Sivil silahsız kişilere karşı hedef gözetmeksizin katliam yapmak, Birleşmiş Milletlerin kabul ettiği sözleşme ve anlaşmalara göre, 'insanlığa karşı suç' niteliğindedir. BM ve Batı, üzerine düşmüş olan katliama rıza gölgesinden kurtulmak için Sisi ve darbeci şeflerini uluslararası mahkemelerde yargılamalıdır.
Midyat STK'ları olarak, ABD, İsrail, Suud destekli katiller eliyle Mısırlı kardeşlerimizin uğradıkları vahşi katliamı lanetliyor, katledilen kardeşlerimize rahmet, yaralılara şifa, direnişçilere sabır, irfan, istikamet ve Firavunlara karşı zafer temenni ediyoruz."
"Kim bu katliama sessiz kalıyorsa imanın kontrol etsin"
Basın açıklamasına katılan ilçe alimlerinden Molla Zeki Bulut ise şöyle konuştu: "Yapılan bu katliamı kınıyoruz. Ve Müslümanlara güç kuvvet versin. İslam'ın bir bölgesinde böyle bir zülüm bir katliamın yapılması, dünyadaki bütün Müslümanlar bundan mesuldür. Başta devlet başbakanları cumhurbaşkanları ve yetkili kurumlar biran önce buna dur demelerini istiyoruz. Buna sessiz kalan kim olursa olsun, imanını kontrol etsin."

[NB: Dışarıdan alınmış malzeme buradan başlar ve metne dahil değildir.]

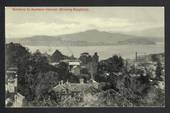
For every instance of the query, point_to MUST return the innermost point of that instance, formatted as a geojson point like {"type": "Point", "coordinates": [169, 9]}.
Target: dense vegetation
{"type": "Point", "coordinates": [116, 87]}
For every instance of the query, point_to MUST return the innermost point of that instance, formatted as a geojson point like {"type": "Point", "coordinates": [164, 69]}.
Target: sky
{"type": "Point", "coordinates": [23, 22]}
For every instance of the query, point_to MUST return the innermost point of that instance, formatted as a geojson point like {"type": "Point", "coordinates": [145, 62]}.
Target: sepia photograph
{"type": "Point", "coordinates": [84, 57]}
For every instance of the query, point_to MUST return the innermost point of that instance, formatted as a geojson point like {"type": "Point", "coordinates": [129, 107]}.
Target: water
{"type": "Point", "coordinates": [126, 51]}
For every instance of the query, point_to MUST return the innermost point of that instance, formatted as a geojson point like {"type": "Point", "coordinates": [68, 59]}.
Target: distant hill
{"type": "Point", "coordinates": [87, 38]}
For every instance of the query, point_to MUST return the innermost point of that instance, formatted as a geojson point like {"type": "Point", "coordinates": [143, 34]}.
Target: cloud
{"type": "Point", "coordinates": [57, 24]}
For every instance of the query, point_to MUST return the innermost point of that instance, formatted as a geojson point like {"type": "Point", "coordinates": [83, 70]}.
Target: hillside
{"type": "Point", "coordinates": [86, 38]}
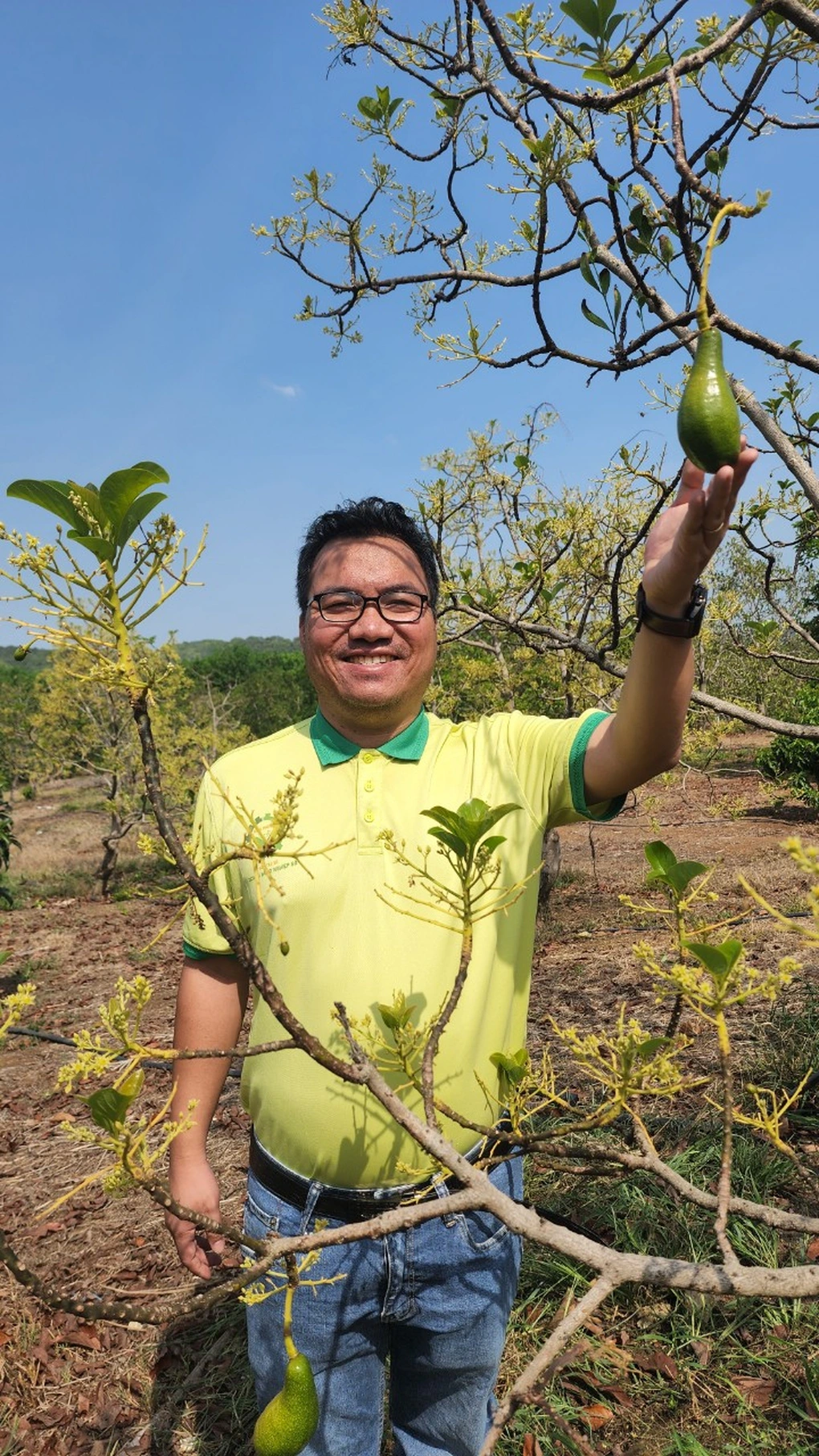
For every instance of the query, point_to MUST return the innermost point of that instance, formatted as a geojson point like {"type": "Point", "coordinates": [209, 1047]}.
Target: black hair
{"type": "Point", "coordinates": [358, 519]}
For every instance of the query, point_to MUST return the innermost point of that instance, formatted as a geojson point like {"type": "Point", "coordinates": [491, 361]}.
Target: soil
{"type": "Point", "coordinates": [76, 1389]}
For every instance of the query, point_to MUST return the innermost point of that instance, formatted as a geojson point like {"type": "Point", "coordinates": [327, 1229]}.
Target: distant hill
{"type": "Point", "coordinates": [39, 657]}
{"type": "Point", "coordinates": [188, 651]}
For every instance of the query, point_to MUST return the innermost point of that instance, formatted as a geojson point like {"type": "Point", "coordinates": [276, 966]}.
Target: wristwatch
{"type": "Point", "coordinates": [686, 626]}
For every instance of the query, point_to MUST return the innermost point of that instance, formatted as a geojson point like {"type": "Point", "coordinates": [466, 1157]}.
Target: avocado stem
{"type": "Point", "coordinates": [288, 1344]}
{"type": "Point", "coordinates": [727, 210]}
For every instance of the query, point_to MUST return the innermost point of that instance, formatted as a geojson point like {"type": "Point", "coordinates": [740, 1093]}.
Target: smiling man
{"type": "Point", "coordinates": [430, 1303]}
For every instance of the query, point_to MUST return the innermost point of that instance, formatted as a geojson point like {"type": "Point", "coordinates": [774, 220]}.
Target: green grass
{"type": "Point", "coordinates": [675, 1373]}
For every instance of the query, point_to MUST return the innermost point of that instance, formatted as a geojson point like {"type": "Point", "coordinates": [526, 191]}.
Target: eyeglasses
{"type": "Point", "coordinates": [394, 605]}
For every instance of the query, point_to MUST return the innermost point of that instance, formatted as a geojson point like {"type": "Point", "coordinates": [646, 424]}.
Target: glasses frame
{"type": "Point", "coordinates": [367, 602]}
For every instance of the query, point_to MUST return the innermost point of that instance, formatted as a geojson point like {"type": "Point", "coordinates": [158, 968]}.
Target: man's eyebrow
{"type": "Point", "coordinates": [394, 585]}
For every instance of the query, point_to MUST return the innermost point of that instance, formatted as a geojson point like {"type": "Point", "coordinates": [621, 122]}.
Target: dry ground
{"type": "Point", "coordinates": [73, 1389]}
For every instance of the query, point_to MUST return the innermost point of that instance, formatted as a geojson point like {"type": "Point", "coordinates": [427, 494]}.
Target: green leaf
{"type": "Point", "coordinates": [587, 271]}
{"type": "Point", "coordinates": [448, 817]}
{"type": "Point", "coordinates": [140, 508]}
{"type": "Point", "coordinates": [512, 1067]}
{"type": "Point", "coordinates": [120, 491]}
{"type": "Point", "coordinates": [593, 318]}
{"type": "Point", "coordinates": [91, 498]}
{"type": "Point", "coordinates": [369, 107]}
{"type": "Point", "coordinates": [108, 1108]}
{"type": "Point", "coordinates": [661, 858]}
{"type": "Point", "coordinates": [396, 1015]}
{"type": "Point", "coordinates": [656, 63]}
{"type": "Point", "coordinates": [454, 842]}
{"type": "Point", "coordinates": [51, 496]}
{"type": "Point", "coordinates": [600, 75]}
{"type": "Point", "coordinates": [584, 14]}
{"type": "Point", "coordinates": [719, 960]}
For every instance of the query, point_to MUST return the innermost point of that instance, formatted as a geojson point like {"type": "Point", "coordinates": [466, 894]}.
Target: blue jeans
{"type": "Point", "coordinates": [434, 1302]}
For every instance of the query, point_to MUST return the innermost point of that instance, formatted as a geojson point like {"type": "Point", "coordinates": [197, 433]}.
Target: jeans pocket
{"type": "Point", "coordinates": [263, 1210]}
{"type": "Point", "coordinates": [480, 1230]}
{"type": "Point", "coordinates": [483, 1230]}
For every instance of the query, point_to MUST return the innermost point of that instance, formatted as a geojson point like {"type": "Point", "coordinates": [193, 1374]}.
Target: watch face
{"type": "Point", "coordinates": [684, 626]}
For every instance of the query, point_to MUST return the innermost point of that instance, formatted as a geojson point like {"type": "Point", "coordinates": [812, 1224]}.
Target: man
{"type": "Point", "coordinates": [432, 1302]}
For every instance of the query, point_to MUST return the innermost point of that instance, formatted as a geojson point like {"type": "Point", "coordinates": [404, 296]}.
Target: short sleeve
{"type": "Point", "coordinates": [548, 759]}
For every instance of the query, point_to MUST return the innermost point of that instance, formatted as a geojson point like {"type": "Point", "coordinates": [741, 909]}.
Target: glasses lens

Din-Bir-Sen Midyat Temsilcisi Tevfik Acar ise, "Mısır halkına yapılan katliamı nefretle kınıyor ve telin ediyoruz. Sisi ve yandaşlarının da Allah belalarını verecek inşallah. Allah nasıl Firavunu Kızıl Deniz'de boğmuşsa onları da Müslüman şehitlerin kanında boğacak inşallah. Mısır'daki kardeşlerimiz sabırla davam etsinler, yaptıkları direnişten dolayı selam olsun kardeşlerimize. Şehitlere selam olsun. Muhammed Mursi'ye selam olsun bilsin ki bütün Müslümanlar onun yanındadır" dedi.

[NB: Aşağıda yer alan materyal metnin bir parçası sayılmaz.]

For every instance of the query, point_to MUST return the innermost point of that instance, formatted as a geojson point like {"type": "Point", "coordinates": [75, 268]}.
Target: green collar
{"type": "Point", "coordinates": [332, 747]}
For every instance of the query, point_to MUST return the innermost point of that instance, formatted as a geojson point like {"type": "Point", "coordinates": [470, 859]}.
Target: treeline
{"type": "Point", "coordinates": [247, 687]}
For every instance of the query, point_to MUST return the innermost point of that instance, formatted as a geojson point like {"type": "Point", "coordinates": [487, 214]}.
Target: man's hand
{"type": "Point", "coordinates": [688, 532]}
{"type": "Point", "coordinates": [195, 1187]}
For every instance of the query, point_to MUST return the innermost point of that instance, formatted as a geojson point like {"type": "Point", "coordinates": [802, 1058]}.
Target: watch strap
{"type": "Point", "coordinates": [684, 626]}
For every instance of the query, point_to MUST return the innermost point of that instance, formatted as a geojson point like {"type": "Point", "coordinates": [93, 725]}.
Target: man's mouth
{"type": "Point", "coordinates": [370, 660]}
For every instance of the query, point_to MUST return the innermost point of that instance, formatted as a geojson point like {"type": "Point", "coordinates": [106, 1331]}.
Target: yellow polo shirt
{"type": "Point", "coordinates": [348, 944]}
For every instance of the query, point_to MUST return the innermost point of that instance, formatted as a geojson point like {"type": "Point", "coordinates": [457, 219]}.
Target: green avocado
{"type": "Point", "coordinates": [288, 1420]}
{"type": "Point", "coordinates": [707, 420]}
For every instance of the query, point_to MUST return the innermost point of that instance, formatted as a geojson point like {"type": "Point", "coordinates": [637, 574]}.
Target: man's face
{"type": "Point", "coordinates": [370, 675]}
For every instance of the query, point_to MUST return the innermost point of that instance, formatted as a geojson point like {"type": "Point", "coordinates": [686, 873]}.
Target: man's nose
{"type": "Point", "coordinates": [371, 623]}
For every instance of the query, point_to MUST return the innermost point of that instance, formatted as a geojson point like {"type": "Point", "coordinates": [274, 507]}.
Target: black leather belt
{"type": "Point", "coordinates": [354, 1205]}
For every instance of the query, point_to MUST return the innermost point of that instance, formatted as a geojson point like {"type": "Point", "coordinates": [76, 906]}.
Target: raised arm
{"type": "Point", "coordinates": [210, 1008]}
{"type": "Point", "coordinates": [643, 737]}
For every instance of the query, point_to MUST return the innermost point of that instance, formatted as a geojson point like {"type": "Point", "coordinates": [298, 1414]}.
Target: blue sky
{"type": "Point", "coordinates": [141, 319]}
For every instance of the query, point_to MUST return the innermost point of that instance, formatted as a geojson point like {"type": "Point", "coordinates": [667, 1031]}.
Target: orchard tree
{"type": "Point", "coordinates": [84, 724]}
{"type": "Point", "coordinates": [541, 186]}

"Alimler neden meydanlara inmiyor müslümanlara rehberlik yapmıyorsunuz?"
Acar konuşmasını şöyle sürdürdü:"Buradaki duyurum alimleredir. Biz onları meydana davet ediyoruz. Kendi seslerini duyurmaya davet ediyoruz. Yani bu korku niçin neden kimden çekiniyorlar bütün İslam alemini neden harekete geçirmiyorlar neyi bekliyorlar? Yeryüzündeki bütün İslami ülkelerde ne kadar İslam alim varsa neredesiniz neden sesiniz çıkmıyor? Kimden korkuyorsunuz. Kimden çekiniyorsunuz. Peygamberimiz Hz Muhammed böyle mi yapıyordu. Ashabı öyle mi yapıyordu. İmamı Şafii böyle miydi, İmam Ahmet ve böyle İmamlar böylemiydi, böyle kıyıda köşede sesinizi çıkarmayın mı diyordu söyleyin Allah Aşkına neden Müslümanları uyandırmıyorsunuz. Neden meydanlara inmiyor, Müslümanlara öncülük rehberlik yapmıyorsunuz."

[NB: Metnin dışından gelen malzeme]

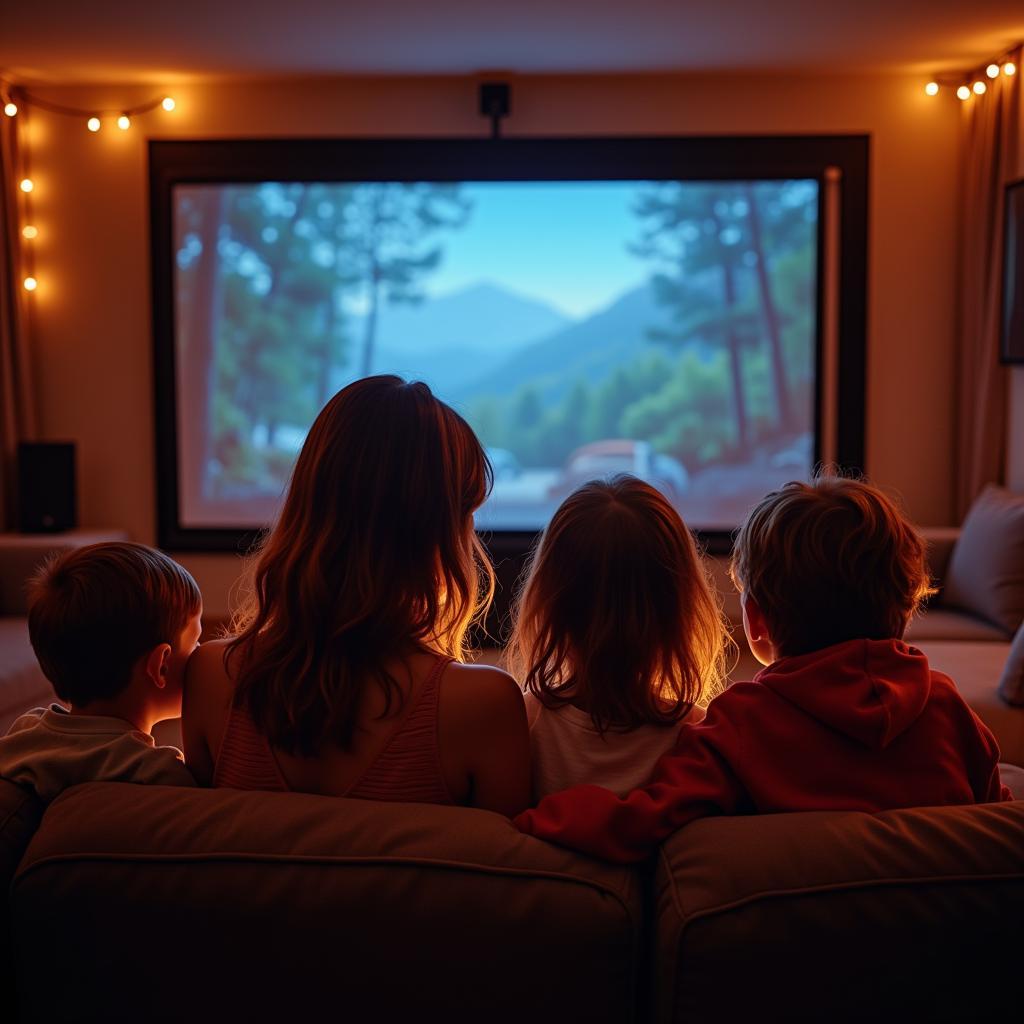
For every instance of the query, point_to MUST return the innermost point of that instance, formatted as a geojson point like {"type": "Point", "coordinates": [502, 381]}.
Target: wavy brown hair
{"type": "Point", "coordinates": [828, 561]}
{"type": "Point", "coordinates": [617, 608]}
{"type": "Point", "coordinates": [374, 556]}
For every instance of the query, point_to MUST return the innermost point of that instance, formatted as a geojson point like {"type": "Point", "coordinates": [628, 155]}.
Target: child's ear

Kılınan gıyabi cenaze namazı ve yapılan duanın ardından grup sessiz bir şekilde dağıldı.
ANTALYA - Muratpaşa Camisinde toplanan Mısır İle Dayanışma Platformu üyeleri, batı destekli cunta tarafından katledilen binlerce Mısırlı için gıyabi cenaze namazı kıldı.
Sadık Çınar Hoca'nın kıldırdığı namaz sonrasında ise toplanan kalabalık yürüyüşe geçti. Kışlahan Meydanı'na kadar yürüyen kalabalık, sık sık "Katil Sisi, Seninleyiz Mursi" şeklinde sloganlar attı.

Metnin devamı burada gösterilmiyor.